I'm watching enough portfolio brands run TikTok strategies right now to tell you this story is mostly wrong.
The founders pulling real numbers on TikTok in 2026 are the operators. The unsexy ones. The ones who post a slightly nervous explainer about why they switched their packaging supplier and what it did to margins. The founders who film themselves on the warehouse floor counting inventory and walk through the math out loud. The brands posting a screenshot of their Klaviyo flow and explaining what they changed and why it lifted open rates.
Three of my portfolio companies have hit a million followers each in the last six months. None of them have a founder you'd describe as TikTok-native. One is a fifty-two-year-old guy who runs a candle company in Pennsylvania. He posts every day from his shop. He doesn't dance. He doesn't lip-sync. He talks about wax chemistry, supplier negotiations, and what happened when his largest wholesale account moved their order date by two weeks. His videos average three minutes. His engagement rate is absurd.
What's happening, I think, is that TikTok finally got over the polished-creator era. The algorithm spent two years training audiences to expect short, fast, high-production-value content. Now those audiences are tired of it. They can smell the production from across the room. The thing that breaks through now is texture. A founder who actually knows their numbers, talking like they're explaining it to a friend, with bad lighting and no edit. That looks like a leak from the inside of a real business, and audiences are starving for that.
I think this is also why the creator-founder model has gotten harder. Creator-founders have, by definition, learned how to perform on camera. That performance is now a tell. When everything in the feed is polished, the polish becomes invisible — but when everything in the feed is moving toward honest and rough, polish starts to look defensive. The audience reads it as "this person is selling me something" and scrolls.
The operators don't have that problem. They've never been performers. So when they show up on camera and stumble through a number, audiences trust the stumble. The stumble is the proof.
There's a tactical lesson in this if you run a brand. Stop trying to be entertaining on TikTok. Be specific instead. Specific is more interesting than entertaining anyway. Don't post "5 tips for skincare." Post "why we just doubled the size of our serum and didn't change the price." Don't post a trend. Post the email your cofounder sent you at 11pm last Tuesday explaining why the supplier was wrong about the lead time.
The other lesson is that the bar for showing up on camera is lower than founders think. You don't need to be good. You need to know things and say them. The brands I see waiting six months to launch on TikTok because they're trying to "get the content right" are losing to brands who started posting last week and are still figuring it out in public. The figuring out is the content.

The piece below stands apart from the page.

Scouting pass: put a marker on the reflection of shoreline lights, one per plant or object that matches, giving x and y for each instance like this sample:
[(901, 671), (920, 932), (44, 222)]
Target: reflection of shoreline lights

I'm bullish on what this means for DTC. For a decade the algorithm rewarded the brands with the biggest creative budgets. We're now in a period where the algorithm rewards the brands with the most knowledge. That's a healthier game. The founders who actually understand their business get to win, instead of the ones who can afford the best agency.
If you're a founder who has been avoiding TikTok because you don't see yourself as a "personality," the door is open. Probably for the first time. Walk through it before everyone else catches on.